While a Master of Jurisprudence or M.J. will not allow you to take a bar examination and become a lawyer, the M.J. does have significant benefits, especially for those who work with lawyers, legal issues, deal with contracts and government compliance. This is an advanced degree for non-lawyers, although sometimes lawyers pursue the degree for career enhancement or to become a specialist.
There are a large number of graduate-level degree options for non-lawyers, according to the American Bar Association website. Currently, there are at least 150 different programs from dozens of schools across the U.S. and Puerto Rico offering non-lawyer master’s degrees. Top-ranked to non-ranked accredited law schools offer these master’s degrees in various modalities: live, online and hybrid. They can be done full-time or part-time. Some are specifically geared to the working professional with practical application as the focus, and others will engage in more theoretical work, culminating in a thesis. The specialties range from Cybersecurity and Health Care Compliance, to Intellectual Property and Tax.
Why not just get a J.D.?
Not everyone wants to spend three or four years seeking a J.D., especially if they do not see themselves actually practicing law. Sometimes people have an interest in learning the law for personal and professional reasons and choose the M.J. because they need an advanced degree and this program is practical.
The M.J. is a great alternative option for professionals who have jobs that touch the law (and what job doesn’t today?): paralegals, entrepreneurs drafting contracts, risk managers at hospice communities and health care compliance executives to name a few. All of these professionals find that they need to understand the law and the application of the law. The M.S. provides an alternative graduate-level education in a targeted area that will allow for immediate application at work.
Skills that meet market demand
Do you ever look at job postings for fun even if you aren’t searching for a new position? Professional and executive positions want people who can analyze large amounts of information, who are diplomatic, can research best practices and apply that research to specific matters, possess strong verbal and written communication skills, and have the ability to establish credibility necessary to effectively influence stakeholders. Lawyers need those skills, too.
To get these senior positions in some of the fastest growing jobs in health care or corporate America, you must have a master’s degree and in many cases a J.D. Take a look at the growing “JD preferred” job postings. A bachelor’s just does not cut it.

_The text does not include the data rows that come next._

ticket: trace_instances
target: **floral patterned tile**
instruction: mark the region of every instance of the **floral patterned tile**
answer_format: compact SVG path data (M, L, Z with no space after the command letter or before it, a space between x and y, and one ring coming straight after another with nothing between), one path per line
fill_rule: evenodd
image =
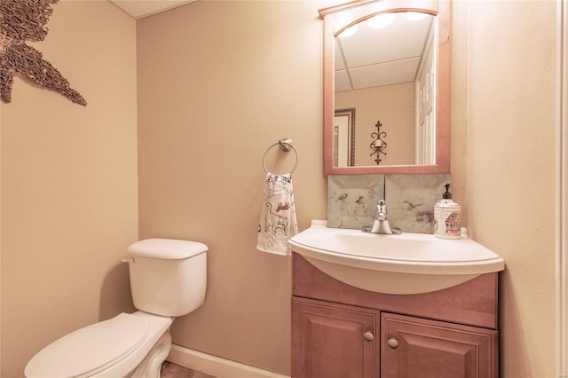
M384 198L384 175L329 175L327 227L373 225L377 201Z
M442 199L449 174L388 175L386 203L390 227L403 232L434 233L434 205Z

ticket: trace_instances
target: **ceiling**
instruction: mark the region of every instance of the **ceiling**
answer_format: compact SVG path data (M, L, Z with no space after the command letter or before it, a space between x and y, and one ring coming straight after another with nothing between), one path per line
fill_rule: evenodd
M383 28L360 22L353 35L335 38L335 91L416 80L436 18L406 13L390 13L393 21Z
M108 0L135 20L140 20L197 0Z

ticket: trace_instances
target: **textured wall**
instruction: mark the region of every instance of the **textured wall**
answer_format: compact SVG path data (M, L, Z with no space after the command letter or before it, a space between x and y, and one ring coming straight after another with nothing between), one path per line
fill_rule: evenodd
M506 262L502 376L552 377L556 2L464 6L468 225Z
M174 343L289 374L290 259L256 249L266 148L290 138L298 225L325 218L318 2L197 2L138 21L140 238L209 247ZM294 154L273 148L285 173Z
M174 342L285 374L289 264L255 249L261 159L292 138L300 229L325 217L317 9L329 4L198 2L138 22L140 236L211 249L207 301ZM503 376L551 376L554 343L536 338L554 340L555 3L454 9L454 198L507 260Z
M2 127L2 372L133 310L120 263L138 240L136 24L61 1L35 46L88 101L16 77Z

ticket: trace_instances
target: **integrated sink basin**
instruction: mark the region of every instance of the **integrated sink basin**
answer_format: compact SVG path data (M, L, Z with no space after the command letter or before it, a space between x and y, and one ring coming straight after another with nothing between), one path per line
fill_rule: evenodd
M501 256L465 236L383 235L327 228L326 221L314 220L288 243L324 273L378 293L429 293L505 268Z

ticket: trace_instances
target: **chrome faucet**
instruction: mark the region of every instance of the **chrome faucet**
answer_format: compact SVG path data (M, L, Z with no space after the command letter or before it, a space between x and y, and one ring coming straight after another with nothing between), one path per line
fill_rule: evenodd
M379 200L376 205L376 217L375 217L375 224L373 228L369 232L371 233L395 233L400 234L400 229L393 227L392 230L389 225L389 220L387 219L387 205L384 200Z

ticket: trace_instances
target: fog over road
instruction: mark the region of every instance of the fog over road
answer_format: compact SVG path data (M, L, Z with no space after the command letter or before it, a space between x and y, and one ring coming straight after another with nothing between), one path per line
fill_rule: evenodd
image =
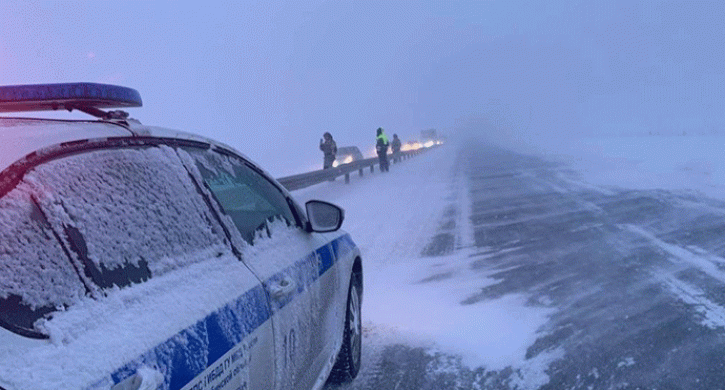
M526 352L548 367L548 383L390 344L367 346L360 376L340 389L725 388L725 203L594 187L564 166L482 144L457 153L467 194L452 198L421 253L472 245L468 272L482 283L460 305L516 294L550 310ZM432 270L421 282L456 277Z

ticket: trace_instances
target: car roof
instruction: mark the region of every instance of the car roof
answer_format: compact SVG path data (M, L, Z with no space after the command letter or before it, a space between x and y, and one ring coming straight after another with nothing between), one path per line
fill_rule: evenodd
M0 117L0 172L39 150L62 147L67 142L110 137L160 137L198 141L234 151L249 161L242 153L218 141L184 131L144 126L133 119L113 121Z

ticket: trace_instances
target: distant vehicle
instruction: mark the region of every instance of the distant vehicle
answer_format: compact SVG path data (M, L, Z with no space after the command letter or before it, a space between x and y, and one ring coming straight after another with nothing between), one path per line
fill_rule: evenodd
M0 87L0 389L320 389L360 368L344 212L233 148L144 126L137 91Z
M422 144L425 144L428 141L435 142L437 140L438 140L438 133L436 132L436 129L428 129L428 130L420 131L420 142Z
M363 157L357 146L343 146L341 148L337 148L335 162L332 163L332 166L337 167L342 164L349 164L353 161L364 159L365 157Z

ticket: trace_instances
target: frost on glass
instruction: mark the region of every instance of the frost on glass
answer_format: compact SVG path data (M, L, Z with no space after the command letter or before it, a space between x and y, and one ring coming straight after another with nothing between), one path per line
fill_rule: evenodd
M247 243L273 219L292 225L295 219L284 194L244 161L214 152L190 154L196 171Z
M47 221L22 185L0 199L0 318L32 329L85 293Z
M171 148L92 151L46 163L26 180L84 277L102 288L228 252Z

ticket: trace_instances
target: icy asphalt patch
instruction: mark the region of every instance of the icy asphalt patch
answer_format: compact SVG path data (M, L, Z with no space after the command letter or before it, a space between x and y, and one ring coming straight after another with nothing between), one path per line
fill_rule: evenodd
M388 205L433 220L348 228L366 256L368 320L363 369L340 388L725 388L725 204L599 188L483 145L436 153L397 167L429 169L432 187L364 183L380 198L440 199ZM361 188L339 203L355 209Z

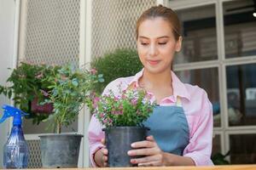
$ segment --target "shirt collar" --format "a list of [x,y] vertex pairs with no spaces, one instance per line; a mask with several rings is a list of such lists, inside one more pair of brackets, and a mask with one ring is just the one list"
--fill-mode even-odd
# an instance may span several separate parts
[[[129,85],[135,82],[135,87],[138,87],[139,86],[138,80],[143,75],[143,71],[144,69],[137,72],[134,76],[133,79],[131,81]],[[178,79],[178,77],[175,75],[173,71],[171,71],[171,72],[172,72],[172,78],[173,97],[175,98],[175,100],[177,100],[177,96],[182,98],[186,98],[187,99],[190,100],[191,96],[188,92],[185,84]]]

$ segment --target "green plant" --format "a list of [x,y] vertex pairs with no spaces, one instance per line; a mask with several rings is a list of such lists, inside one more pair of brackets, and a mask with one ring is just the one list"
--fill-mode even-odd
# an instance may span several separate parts
[[81,70],[68,65],[54,71],[44,81],[50,82],[48,88],[51,90],[48,93],[49,99],[41,104],[51,103],[54,105],[53,114],[47,120],[54,120],[55,131],[60,133],[62,126],[67,127],[75,120],[90,98],[93,87],[104,80],[102,75],[97,75],[94,69]]
[[116,96],[110,91],[108,94],[93,99],[90,106],[96,118],[106,128],[143,126],[156,105],[151,102],[151,95],[139,88],[119,94]]
[[102,93],[113,80],[133,76],[143,68],[137,51],[132,49],[117,49],[95,59],[91,66],[104,75],[105,82],[94,88],[97,93]]
[[10,76],[7,79],[9,86],[0,86],[0,94],[6,95],[15,101],[15,105],[25,112],[29,113],[26,118],[32,118],[33,123],[39,123],[48,117],[49,112],[39,112],[32,110],[32,103],[37,99],[38,102],[44,100],[47,96],[41,93],[41,89],[50,90],[48,87],[49,82],[42,82],[44,77],[50,76],[57,66],[46,65],[31,65],[21,62],[14,69]]

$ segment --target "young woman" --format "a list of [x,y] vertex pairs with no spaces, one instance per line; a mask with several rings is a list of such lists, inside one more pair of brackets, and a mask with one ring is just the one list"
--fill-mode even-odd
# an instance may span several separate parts
[[[146,10],[137,22],[137,43],[144,68],[134,76],[110,82],[109,89],[118,94],[118,85],[126,89],[143,88],[153,94],[159,106],[144,123],[150,128],[145,141],[133,143],[130,156],[138,166],[206,166],[210,159],[212,139],[212,105],[206,92],[197,86],[184,84],[171,71],[175,53],[181,48],[179,20],[171,9],[161,5]],[[95,116],[89,127],[90,161],[105,167],[108,150],[104,133]]]

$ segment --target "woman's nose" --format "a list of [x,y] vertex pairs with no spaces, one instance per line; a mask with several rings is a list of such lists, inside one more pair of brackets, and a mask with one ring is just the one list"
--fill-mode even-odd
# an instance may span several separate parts
[[150,44],[150,48],[149,48],[149,55],[150,56],[155,56],[158,54],[158,49],[155,44]]

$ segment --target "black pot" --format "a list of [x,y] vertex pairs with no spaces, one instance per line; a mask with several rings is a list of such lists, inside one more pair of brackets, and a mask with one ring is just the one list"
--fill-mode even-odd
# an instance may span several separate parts
[[131,163],[127,151],[131,144],[146,139],[148,128],[141,127],[113,127],[103,129],[106,134],[106,145],[108,150],[108,167],[137,167]]
[[46,134],[40,137],[43,167],[77,167],[80,134]]

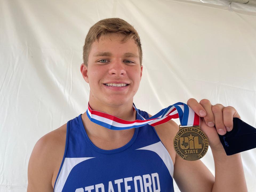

The M.J. degree is designed to develop these skills required by-demanded by-employers without having to spend the time and money on a J.D. (although a J.D. is incredibly valuable if you think you may someday want to practice!).
Swimming in a maze of regulation
Too often professionals find themselves involved in compliance monitoring, contract review, employment litigation, international business disputes, or discover illegal or unethical behavior. They have to investigate and resolve alleged violations of the law, such as an abuse of an elderly patient in a nursing home setting. The M.J. in fields such as Aging, Law and Policy, Healthcare Compliance or International and Comparative Business Law at Stetson university College of Law, provide business and agency professionals with targeted coursework specific to their field.
If you find that you need to build a basic understanding of the legal system and how it impacts your business or agency operations, then investigate the M.J. as a degree option. For many applicants their professional experience will allow for them to exempt out of the GRE requirement and the degree can often be completed in as little as one to two years going part-time.